The state of e-commerce during the pandemic: opportunities, trends and disruptions

ByIon Ilasco

The state of e-commerce during the pandemic: opportunities, trends and disruptions

E-commerce refers to the process of buying and selling goods and services using the internet and associated digital tools. Over the last decade, it has followed a steady, confident growth integrating a myriad of platforms, organizations, and customers from all over the world. The current global pandemic has had a major impact on e-commerce, making it at one point the only option for customers to satisfy their needs in terms of shopping for necessities and making other purchases. Such a turn of events opened up many opportunities but also caused several problems for those operating within the digital realm.

A recent report published by Eurostat mentions that in the European Union people aged 25-34 were the most active e-shoppers in 2020 compared to other age groups.

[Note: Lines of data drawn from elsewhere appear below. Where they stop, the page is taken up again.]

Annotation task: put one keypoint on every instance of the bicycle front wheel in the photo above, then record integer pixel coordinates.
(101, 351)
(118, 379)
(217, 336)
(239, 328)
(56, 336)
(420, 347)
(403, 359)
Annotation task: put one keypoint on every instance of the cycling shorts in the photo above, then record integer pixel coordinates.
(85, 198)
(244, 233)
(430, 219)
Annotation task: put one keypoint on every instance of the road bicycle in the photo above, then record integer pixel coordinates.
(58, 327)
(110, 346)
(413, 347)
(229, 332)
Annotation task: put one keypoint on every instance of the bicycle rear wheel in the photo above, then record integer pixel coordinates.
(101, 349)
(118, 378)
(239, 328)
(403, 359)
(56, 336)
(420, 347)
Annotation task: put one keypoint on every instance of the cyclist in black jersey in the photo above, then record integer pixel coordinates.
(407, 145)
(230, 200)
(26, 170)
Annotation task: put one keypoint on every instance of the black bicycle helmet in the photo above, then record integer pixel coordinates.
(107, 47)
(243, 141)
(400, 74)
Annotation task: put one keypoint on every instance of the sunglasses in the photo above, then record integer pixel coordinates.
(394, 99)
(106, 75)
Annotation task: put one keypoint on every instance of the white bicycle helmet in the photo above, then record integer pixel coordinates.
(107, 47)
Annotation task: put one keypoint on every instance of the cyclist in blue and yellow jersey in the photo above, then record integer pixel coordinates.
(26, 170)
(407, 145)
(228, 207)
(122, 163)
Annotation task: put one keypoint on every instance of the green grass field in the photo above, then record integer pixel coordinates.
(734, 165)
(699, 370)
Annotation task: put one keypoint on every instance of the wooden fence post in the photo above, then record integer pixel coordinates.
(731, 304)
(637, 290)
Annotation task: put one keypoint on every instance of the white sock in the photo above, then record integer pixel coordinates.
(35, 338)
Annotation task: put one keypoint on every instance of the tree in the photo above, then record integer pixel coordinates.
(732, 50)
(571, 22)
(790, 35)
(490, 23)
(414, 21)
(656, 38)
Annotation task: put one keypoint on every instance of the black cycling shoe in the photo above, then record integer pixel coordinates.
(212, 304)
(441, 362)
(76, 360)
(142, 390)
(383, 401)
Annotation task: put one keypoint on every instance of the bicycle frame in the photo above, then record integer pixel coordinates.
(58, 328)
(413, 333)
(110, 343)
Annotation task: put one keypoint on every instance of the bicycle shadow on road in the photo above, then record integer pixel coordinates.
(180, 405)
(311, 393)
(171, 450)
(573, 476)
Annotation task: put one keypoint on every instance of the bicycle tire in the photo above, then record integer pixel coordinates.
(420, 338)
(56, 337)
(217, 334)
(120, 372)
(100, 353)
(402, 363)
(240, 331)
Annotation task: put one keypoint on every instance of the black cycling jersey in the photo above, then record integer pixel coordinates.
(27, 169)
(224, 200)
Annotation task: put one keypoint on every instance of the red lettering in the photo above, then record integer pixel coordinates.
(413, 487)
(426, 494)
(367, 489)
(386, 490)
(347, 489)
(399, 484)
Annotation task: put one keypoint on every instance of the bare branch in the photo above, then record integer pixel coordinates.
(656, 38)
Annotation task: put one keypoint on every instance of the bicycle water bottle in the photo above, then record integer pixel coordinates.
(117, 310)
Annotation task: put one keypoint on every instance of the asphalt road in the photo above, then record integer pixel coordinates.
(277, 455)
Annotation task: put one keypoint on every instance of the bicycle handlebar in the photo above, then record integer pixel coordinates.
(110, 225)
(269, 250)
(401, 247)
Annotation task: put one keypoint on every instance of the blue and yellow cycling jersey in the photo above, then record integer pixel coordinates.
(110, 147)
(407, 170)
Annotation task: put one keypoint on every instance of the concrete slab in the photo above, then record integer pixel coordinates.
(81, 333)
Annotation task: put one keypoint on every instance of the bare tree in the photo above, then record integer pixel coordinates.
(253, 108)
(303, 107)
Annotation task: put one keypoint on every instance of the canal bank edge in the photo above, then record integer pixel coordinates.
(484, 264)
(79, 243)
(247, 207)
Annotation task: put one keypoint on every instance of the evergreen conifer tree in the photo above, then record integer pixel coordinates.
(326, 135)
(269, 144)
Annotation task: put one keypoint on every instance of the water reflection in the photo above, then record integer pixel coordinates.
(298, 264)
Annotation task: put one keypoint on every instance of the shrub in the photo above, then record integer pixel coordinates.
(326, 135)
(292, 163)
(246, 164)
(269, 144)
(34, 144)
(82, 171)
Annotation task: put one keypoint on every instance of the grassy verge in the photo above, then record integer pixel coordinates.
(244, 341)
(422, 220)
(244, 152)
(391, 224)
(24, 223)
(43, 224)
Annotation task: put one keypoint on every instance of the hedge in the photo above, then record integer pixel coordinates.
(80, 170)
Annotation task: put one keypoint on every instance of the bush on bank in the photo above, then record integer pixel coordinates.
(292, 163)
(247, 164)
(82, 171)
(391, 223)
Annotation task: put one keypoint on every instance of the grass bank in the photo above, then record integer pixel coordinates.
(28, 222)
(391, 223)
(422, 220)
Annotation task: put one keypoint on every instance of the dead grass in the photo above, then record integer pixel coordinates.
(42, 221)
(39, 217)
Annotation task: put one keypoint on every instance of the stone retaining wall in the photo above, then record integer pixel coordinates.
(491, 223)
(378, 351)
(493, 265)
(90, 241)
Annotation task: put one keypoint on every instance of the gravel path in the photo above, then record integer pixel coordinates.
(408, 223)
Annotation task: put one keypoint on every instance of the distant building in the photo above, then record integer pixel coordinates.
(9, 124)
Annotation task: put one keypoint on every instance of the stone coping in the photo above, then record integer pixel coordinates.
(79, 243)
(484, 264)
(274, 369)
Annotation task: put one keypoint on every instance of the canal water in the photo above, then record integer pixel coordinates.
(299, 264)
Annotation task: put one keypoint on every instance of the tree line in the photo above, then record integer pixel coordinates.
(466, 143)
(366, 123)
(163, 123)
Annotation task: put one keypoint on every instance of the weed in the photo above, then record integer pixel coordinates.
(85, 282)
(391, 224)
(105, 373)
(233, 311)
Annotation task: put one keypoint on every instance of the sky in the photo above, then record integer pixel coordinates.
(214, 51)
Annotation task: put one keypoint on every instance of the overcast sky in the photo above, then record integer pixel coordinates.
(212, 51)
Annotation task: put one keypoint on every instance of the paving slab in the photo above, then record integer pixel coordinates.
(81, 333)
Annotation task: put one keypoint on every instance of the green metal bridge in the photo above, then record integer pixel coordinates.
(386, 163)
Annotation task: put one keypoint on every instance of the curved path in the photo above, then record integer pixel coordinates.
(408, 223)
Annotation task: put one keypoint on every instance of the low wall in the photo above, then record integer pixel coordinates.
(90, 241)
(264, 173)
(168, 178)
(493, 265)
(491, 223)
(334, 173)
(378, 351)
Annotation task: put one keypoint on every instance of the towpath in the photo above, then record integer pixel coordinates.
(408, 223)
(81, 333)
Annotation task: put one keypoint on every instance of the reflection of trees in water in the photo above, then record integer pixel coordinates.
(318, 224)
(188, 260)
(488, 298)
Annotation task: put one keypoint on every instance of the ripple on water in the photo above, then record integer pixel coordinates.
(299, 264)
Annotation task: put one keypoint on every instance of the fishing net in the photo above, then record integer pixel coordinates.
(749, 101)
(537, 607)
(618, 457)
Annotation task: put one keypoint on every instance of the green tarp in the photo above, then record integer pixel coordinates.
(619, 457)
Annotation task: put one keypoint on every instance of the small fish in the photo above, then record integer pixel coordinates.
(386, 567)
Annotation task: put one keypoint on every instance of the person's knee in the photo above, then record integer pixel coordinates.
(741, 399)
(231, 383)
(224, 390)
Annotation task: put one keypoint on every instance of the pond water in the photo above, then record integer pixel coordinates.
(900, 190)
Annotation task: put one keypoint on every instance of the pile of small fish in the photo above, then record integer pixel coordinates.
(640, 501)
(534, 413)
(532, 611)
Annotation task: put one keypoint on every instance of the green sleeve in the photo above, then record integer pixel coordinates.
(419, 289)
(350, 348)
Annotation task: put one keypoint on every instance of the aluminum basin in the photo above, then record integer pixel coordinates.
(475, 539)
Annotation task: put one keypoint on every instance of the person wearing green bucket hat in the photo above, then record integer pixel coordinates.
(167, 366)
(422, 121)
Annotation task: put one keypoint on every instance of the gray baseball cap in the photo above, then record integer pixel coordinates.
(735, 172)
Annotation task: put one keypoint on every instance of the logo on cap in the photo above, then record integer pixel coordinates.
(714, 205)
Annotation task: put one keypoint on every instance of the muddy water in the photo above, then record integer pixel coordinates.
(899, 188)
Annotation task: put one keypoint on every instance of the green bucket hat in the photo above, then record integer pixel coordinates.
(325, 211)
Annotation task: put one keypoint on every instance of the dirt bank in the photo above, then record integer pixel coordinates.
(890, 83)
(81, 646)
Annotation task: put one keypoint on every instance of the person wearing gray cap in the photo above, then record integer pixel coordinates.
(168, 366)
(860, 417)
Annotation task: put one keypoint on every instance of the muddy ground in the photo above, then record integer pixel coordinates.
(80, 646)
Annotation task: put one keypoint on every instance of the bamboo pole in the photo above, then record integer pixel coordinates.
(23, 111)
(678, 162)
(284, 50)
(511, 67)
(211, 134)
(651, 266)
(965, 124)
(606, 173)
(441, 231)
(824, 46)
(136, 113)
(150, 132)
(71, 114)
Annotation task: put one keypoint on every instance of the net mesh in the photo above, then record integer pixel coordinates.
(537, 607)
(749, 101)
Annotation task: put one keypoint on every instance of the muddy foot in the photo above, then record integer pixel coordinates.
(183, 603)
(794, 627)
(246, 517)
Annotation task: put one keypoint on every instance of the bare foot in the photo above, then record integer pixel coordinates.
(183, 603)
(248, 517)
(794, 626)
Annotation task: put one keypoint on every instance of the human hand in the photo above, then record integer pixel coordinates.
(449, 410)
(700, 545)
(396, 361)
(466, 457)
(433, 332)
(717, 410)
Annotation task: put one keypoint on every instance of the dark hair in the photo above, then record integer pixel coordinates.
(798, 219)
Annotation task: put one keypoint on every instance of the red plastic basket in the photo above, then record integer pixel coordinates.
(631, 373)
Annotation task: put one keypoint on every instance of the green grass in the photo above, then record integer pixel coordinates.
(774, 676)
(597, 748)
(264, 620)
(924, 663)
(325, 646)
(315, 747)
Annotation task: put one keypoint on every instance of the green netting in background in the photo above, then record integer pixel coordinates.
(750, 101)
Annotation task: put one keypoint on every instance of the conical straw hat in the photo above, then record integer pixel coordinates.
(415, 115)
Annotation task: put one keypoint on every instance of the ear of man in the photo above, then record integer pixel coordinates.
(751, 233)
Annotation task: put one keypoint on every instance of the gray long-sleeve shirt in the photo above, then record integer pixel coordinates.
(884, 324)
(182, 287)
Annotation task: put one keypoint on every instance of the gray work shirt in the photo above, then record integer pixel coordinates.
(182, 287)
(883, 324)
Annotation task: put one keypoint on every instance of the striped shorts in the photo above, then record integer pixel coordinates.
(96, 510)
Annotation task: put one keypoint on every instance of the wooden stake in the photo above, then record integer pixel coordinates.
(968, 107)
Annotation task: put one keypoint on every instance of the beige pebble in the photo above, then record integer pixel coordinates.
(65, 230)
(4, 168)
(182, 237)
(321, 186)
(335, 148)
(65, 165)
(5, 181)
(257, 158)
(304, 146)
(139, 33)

At the same time, the most popular purchases in the EU-27 during 2020 related to buying casual and sports clothing, shoes, or accessories, with 62% of the respondents to the yearly survey conducted under Eurostat indicating this category. The second most popular online purchases were deliveries from restaurants (37%) followed by computers and phones (30%), cosmetics and beauty products (24%), and sports goods with 23 %.

However, the COVID-19 pandemic has shifted customer behaviors and preferences when shopping online.

In the United States, there was a spike in book sales with a growth of almost 300% at the beginning of the pandemic. Cleaning products grew by 235% while sports items and toy sales saw an average of 120% increase on a year-over-year basis. Overall, in the US, the total e-commerce sales for 2020 reached US$790 billion, a significant increase of 32% on 2019.

It is important to mention that the measures taken by national/local authorities to combat the effects of the pandemic had a direct impact on customer behavior. In the United States, for example, where hairdressers were closed during lockdown periods, the number of hair clippers sold online during this time rose by 166%.

The COVID-19 crisis has substantially advanced the expansion of e-commerce thus creating a number of unique opportunities for companies to penetrate the digital market and contribute to digital acceleration. Consider the fact that it took only five months for Disney Plus to hit 50 million paying subscribers in 2020, while Netflix had previously spent seven years reaching this benchmark. Moreover, as a means to achieve physical distancing, elderly customers started to engage in e-commerce more frequently and by doing so added another social stratum for companies to target.

Around 42% of consumers in the EU aged 55-74 years were making purchases at least once or twice during a 3-month period prior to the moment of being questioned using online platforms, while 35% of the same age group were placing between 3 to 5 orders within the similar time frame. Similarly, a report published by the Organization for Economic Co-operation and Development states that that the increase in the share of online purchases is the highest for users in their 60s.

As the pandemic spread, several countries imposed strict lockdown rules and border closures, thus restricting the movement of people and goods. As a result, many supply chains around the world failed completely while the majority was severely disrupted. The impact was more severe for smaller players who, due to a lack of internal resources and the reliance on third-party logistics services, found themselves unable to cope with the consequences of the crisis.

Despite the fact that governments aimed to foster e-commerce during the crisis, in many cases access to the digital market was restricted by rigid or outdated regulations. Moreover, in some cases, the elements of a ‘level playing field’ were missing thus leading to unfair competition and even a total lack of it.